“Unfortunately, the acoustics generated by the impact of MH370 on the ocean surface would not propagate along the “deep sound channel” (DSC) the way an underwater acoustic event does, so the impact likely was not detected by CTBTO sensors.” - suggests this is unlikely, although not detailed explanation
Don't the 777s have 2 engines?
Ooh, I can answer that. All of it, unless forced to disclose by political factors. There is no upside to the military to releasing anything, ever.
HN is a geekfest, and I'm a geek too. I could not, and still cannot, comprehend how resistant to the "helpfulness instinct" a military man is. I, by my very nature, cannot resist helping people whereever i can, and offering whatever information I might judge useful whenever I can. The military [1] is the exact opposite of that. It's hard to get your head around.

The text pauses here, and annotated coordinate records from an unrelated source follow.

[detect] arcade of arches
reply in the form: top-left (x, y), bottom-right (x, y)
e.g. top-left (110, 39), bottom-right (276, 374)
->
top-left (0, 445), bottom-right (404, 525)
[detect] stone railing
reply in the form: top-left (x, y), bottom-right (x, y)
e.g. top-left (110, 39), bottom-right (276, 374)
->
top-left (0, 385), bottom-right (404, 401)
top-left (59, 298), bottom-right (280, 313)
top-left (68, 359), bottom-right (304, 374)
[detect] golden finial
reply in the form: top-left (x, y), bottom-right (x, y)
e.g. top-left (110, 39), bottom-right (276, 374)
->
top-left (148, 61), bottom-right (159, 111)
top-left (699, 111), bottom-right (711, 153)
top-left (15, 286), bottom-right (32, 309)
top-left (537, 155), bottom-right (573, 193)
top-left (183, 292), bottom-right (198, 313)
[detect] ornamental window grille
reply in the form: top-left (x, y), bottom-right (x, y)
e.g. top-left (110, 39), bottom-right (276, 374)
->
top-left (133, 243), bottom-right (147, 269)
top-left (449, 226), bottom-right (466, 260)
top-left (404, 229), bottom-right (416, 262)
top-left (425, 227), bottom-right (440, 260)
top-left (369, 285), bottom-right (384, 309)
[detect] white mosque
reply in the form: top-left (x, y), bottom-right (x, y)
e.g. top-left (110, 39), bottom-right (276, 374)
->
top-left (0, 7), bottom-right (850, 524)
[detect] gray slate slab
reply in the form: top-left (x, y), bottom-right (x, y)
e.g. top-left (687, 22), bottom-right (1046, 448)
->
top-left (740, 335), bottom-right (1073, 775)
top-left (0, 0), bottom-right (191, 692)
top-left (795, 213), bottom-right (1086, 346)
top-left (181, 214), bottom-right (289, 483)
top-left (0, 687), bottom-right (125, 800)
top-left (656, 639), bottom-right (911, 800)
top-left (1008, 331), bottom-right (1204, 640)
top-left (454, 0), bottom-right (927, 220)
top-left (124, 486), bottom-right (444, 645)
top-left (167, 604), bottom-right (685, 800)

I have zero doubt that one or more militaries in the area, especially Singapore, know exactly where MH370 went, or at least what direction it eventually took off in. Every radar in the world is recording 24/7. They have no incentive whatsoever to divulge what they undoubtably know. We'll find out in a few decades, probably.
[1] and many large corporations.
https://upload.wikimedia.org/wikipedia/commons/f/fc/Sosus_ma...
Seismic is rough. Even large earthquake events are localized with large error because of constant noise - seismic event arrivals are hard to pinpoint precisely in time. On top of that, once we have arrival times from a bunch of seismometers(microphones) localization is an inversion problem, dependent on velocity models for a rather heterogeneous earth which further reduces location precision. Even worse, I doubt a crashing jet produces a large magnitude (loud) seismic event, so picking out its arrival in noisy mic data is even harder than it can be for shallow earthquakes.
I'd guess a radius on the order of thousands of miles at best, but it's all contingent on how loud the event was and how noisy the mics that picked it up are.
1k mile radius is 3.14 million square miles. The oceans are 140 million square miles.